Бабинька задыхалась; но дня черезъ два она совсѣмъ притихла. Молча ходила она по корридору и по пріемнымъ комнатамъ. Если спальни не была заперта, она входила туда, садилась поодаль отъ кровати, молчала цѣлыми часами и только отъ времени до времени отрывисто взглядывала на сына. Когда являлся Борисъ, она скрывалась. Безполезно было ей придираться къ внуку. Она уже чувствовала, что царству ея положенъ конецъ, и это сознаніе ежесекундно точило ея душу, хотя наружно она и присмирѣла. Еслибъ человѣкъ со стороны вошелъ въ большой дикій домъ, его бы поразила натянутость отношеній между матерью, сыномъ и внукомъ. А между тѣмъ иначе и быть не могло. Бабинька отводила душу только съ Амаліей Христофоровнои, у себя въ диванной. И въ домѣ всѣ люди тотчасъ замѣтили, что декорація перемѣнилась, что старая барыня отставлена на задній планъ. Домъ и большая часть дворовыхъ были молодаго барина, какъ привыкли всѣ называть, по старой привычкѣ, Николая Дмитрича, и послѣ смерти его, все это переходило барченку. Пелагея Сергѣевна на своихъ дѣвкахъ выливала желчь, и наперсницѣ доставалось по тридцати разъ въ сутки. Она съ прежнимъ усердіемъ исполняла должность лазутчика и со всевозможными подробностями докладывала ежеминутно, что вотъ Лапинскій баринъ пріѣхалъ, и еще двоихъ господъ привезъ, и чернильницу въ спальню требовали, и Борисъ Николаичъ рано уѣхали, и съ Лапинымъ въ залѣ шептались… Все это бабинька знала въ подробности; но оно только раздражало ее, только еще яснѣе показывало ей, что никакія лазутничества не помогутъ, и бабинька часто награждала Фицку за все ея усердіе бранью, а подъ-часъ и пощечинами. Но Фицка уже не могла разстаться съ своей ролью, она органически въѣлась во все ея существо.

XXXV.

Григорій Иванычъ, послѣ сцены въ бильярдной, долго не показывался.

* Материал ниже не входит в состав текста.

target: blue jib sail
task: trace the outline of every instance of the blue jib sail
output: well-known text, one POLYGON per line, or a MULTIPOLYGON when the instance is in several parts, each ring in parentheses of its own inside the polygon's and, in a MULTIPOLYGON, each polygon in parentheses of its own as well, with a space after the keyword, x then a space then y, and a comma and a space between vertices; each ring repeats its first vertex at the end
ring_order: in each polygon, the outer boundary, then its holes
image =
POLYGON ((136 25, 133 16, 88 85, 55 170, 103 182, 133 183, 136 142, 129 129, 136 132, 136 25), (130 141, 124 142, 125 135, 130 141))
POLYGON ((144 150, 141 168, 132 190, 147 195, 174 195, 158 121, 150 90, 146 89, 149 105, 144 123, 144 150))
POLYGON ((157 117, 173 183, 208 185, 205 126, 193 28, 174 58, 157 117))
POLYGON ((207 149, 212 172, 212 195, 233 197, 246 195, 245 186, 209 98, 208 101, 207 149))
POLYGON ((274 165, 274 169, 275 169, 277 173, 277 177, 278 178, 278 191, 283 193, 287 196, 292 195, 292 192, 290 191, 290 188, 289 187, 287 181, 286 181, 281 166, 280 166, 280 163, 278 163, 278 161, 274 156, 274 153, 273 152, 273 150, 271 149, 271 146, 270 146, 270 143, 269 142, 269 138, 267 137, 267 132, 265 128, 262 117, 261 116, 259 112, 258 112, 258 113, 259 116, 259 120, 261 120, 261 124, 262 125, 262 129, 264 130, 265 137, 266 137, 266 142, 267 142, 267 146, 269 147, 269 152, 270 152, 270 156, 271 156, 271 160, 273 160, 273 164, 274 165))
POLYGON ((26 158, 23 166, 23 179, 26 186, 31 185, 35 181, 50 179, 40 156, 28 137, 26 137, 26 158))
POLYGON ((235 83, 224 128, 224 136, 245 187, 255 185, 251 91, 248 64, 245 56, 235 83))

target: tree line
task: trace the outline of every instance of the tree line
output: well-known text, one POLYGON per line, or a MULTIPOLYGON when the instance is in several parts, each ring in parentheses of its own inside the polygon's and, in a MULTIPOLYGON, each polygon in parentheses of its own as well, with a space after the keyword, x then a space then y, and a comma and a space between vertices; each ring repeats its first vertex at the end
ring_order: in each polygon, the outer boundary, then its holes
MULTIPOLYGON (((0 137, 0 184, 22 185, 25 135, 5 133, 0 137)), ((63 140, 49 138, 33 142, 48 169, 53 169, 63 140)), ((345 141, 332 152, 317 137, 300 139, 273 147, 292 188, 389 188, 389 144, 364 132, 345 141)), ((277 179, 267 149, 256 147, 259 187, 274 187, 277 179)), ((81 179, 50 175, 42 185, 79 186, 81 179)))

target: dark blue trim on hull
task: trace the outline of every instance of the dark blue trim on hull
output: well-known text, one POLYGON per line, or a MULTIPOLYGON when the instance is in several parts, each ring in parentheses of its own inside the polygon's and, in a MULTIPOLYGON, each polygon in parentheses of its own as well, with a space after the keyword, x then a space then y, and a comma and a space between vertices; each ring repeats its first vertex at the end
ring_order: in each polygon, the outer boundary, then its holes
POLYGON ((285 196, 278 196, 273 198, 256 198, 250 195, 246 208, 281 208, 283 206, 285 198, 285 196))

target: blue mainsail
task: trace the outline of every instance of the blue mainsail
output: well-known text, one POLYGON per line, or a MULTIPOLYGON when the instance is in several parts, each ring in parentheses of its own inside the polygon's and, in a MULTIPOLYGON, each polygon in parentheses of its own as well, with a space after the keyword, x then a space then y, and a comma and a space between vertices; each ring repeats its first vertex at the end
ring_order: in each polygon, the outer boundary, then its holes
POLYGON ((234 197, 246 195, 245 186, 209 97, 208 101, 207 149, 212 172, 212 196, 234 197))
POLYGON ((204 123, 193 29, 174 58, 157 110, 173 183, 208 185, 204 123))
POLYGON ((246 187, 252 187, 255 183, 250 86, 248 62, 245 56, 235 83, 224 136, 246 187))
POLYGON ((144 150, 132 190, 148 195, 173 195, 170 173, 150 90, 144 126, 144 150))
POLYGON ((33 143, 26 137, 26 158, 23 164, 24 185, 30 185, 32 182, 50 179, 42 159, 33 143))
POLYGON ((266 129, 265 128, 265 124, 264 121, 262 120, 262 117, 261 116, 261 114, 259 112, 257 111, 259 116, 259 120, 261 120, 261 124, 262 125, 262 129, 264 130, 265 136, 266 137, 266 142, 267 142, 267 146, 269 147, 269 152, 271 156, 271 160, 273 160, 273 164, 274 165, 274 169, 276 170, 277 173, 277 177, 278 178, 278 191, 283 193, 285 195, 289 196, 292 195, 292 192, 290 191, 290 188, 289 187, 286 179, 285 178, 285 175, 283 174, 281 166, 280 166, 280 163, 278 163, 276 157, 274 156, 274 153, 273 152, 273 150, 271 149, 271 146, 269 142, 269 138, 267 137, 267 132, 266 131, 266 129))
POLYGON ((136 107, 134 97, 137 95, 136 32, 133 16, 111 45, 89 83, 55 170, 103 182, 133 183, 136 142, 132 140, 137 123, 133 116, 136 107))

Бабинька послала за нимъ, разъ вечеромъ, когда Николаю Дмитричу сдѣлалось очень худо.

Онъ только-что вошелъ въ спальню, какъ больной обратился прямо къ нему.

— Дайте мнѣ умереть безъ вашихъ лекарствъ, — сказалъ онъ раздраженнымъ голосомъ.

— Коли не хотите, такъ не буду давать.

— Оставьте меня, ради Создателя!

— Что жь, мнѣ совсѣмъ васъ оставить? — спросилъ докторъ.

— Совсѣмъ, совсѣмъ! проговорилъ больной.

Григорій Иванычъ сердито повелъ бровями и, оборо-тясь къ Пелагеѣ Сергѣевнѣ, сказалъ:

— Мнѣ здѣсь, матушка, больше нечего дѣлать, грубости слушать я не подрядился.

Бабинька бросилась за нимъ изъ спальни и стала его упрашивать.

Николай Дмитричъ подозвалъ къ себѣ Бориса и послалъ его сказать Пелагеѣ Сергѣевнѣ, чтобы она сѣраго разочла; а если хочетъ его оставить своимъ докторомъ, то чтобы къ нему его не звала. — Борисъ исполнилъ это, и въ тотъ же день, отправился къ Ѳедору Петровичу, посовѣтоваться: какого медика взять. Ѳедоръ Петровичъ привезъ съ собой своего пріятеля, старшаго врача при больницѣ, добродушнаго нѣмца. Они съ Борисомъ убѣдили больнаго принимать средства, какія новый докторъ пропишетъ. Добродушный нѣмецъ качалъ все головой, очень кротко изъяснился съ больнымъ и на третій день созвалъ консиліумъ. На консиліумѣ, какъ водится, поговорили на очень скверномъ латинскомъ языкѣ, и рѣ-шилн, конечно, что надежды никакой нѣтъ; а остается только облегчить страданія больнаго.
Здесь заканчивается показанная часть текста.